Réunion scops owl
- Conservation status: Extinct (late 17th century?) (IUCN 3.1)

Scientific classification
- Kingdom: Animalia
- Phylum: Chordata
- Class: Aves
- Order: Strigiformes
- Family: Strigidae
- Genus: Otus
- Species: †O. grucheti
- Binomial name: †Otus grucheti (Mourer-Chauviré, Bour, Moutou & Ribes, 1994)

= Réunion scops owl =

- Genus: Otus
- Species: grucheti
- Authority: (Mourer-Chauviré, Bour, Moutou & Ribes, 1994)
- Conservation status: EX

Extinct species of owl

The Réunion scops owl (Otus grucheti) also known as the Réunion owl or Réunion lizard owl, is an extinct species of small owl that occurred on the Mascarene island of Réunion, but became extinct before any living birds were described; it is only known from subfossil bones. One of the three Mascarene owls, it was formerly classified in the genus Mascarenotus, and most likely was similar to a long-eared owl in size and appearance, but with nearly naked legs. However, according to recent studies, it and its relatives belong to the genus Otus, and is likely descended from the Otus sunia lineage.

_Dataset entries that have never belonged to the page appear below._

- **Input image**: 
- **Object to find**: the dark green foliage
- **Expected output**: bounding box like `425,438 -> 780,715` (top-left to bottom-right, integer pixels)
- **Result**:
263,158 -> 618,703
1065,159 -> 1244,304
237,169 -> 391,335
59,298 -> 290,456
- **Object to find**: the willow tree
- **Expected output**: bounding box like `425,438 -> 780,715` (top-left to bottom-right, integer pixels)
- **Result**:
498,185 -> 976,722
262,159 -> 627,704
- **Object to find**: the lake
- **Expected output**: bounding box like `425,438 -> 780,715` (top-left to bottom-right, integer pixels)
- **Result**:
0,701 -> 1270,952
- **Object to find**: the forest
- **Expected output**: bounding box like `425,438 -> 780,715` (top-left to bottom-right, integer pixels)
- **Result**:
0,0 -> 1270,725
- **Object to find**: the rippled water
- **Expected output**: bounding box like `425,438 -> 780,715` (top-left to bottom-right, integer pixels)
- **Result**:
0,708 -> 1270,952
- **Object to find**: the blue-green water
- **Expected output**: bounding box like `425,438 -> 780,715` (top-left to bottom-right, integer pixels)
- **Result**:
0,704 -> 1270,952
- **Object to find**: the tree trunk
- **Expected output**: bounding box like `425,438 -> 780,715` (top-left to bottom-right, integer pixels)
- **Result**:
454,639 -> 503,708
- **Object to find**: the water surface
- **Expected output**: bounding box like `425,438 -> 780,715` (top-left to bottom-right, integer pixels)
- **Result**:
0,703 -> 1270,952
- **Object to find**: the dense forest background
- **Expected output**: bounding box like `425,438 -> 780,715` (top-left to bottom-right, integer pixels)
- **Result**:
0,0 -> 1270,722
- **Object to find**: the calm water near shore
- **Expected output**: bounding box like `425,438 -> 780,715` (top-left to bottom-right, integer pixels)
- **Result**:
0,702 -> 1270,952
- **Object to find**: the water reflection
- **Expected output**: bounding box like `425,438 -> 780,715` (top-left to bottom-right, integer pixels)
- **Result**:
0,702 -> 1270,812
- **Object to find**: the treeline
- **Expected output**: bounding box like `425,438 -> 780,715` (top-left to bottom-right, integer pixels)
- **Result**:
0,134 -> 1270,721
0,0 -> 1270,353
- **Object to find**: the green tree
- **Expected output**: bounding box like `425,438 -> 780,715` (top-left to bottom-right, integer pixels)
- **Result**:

Compared to the Mauritius scops owl and the Rodrigues scops owl, it was the most terrestrial species of the genus, with long legs and possibly somewhat reduced flight capability; more probably though it was simply smaller than the Mauritius bird – between that species and the one from Rodrigues in size – but had equally long legs: the only suitable food available in quantity on Réunion were small birds. It can be assumed to have preyed on sleeping songbirds in the manner of the unrelated but convergent Grallistrix "stilt-owls" from Hawaii.

==Extinction==
As the bird is not mentioned by any contemporary report, it was either very secretive or became extinct earlier than its congeners. Notably, it is not contained in the comprehensive listing of local fauna that Dubois made in 1671–72. At that time, the only introduced predators were pigs. Inferring from the local ecology, it is likely that the birds succumbed to predation by rats and perhaps also cats as they must have been flight worthy enough to avoid the pigs, and thus only became extinct after Dubois' visit, at some date closer to the year 1700. If the bird was ground-nesting, however, it might have been extinct even by the time Dubois did not record it, but this hypothesis does not seem to agree what can be inferred from the rather long survival of its Mauritius relative.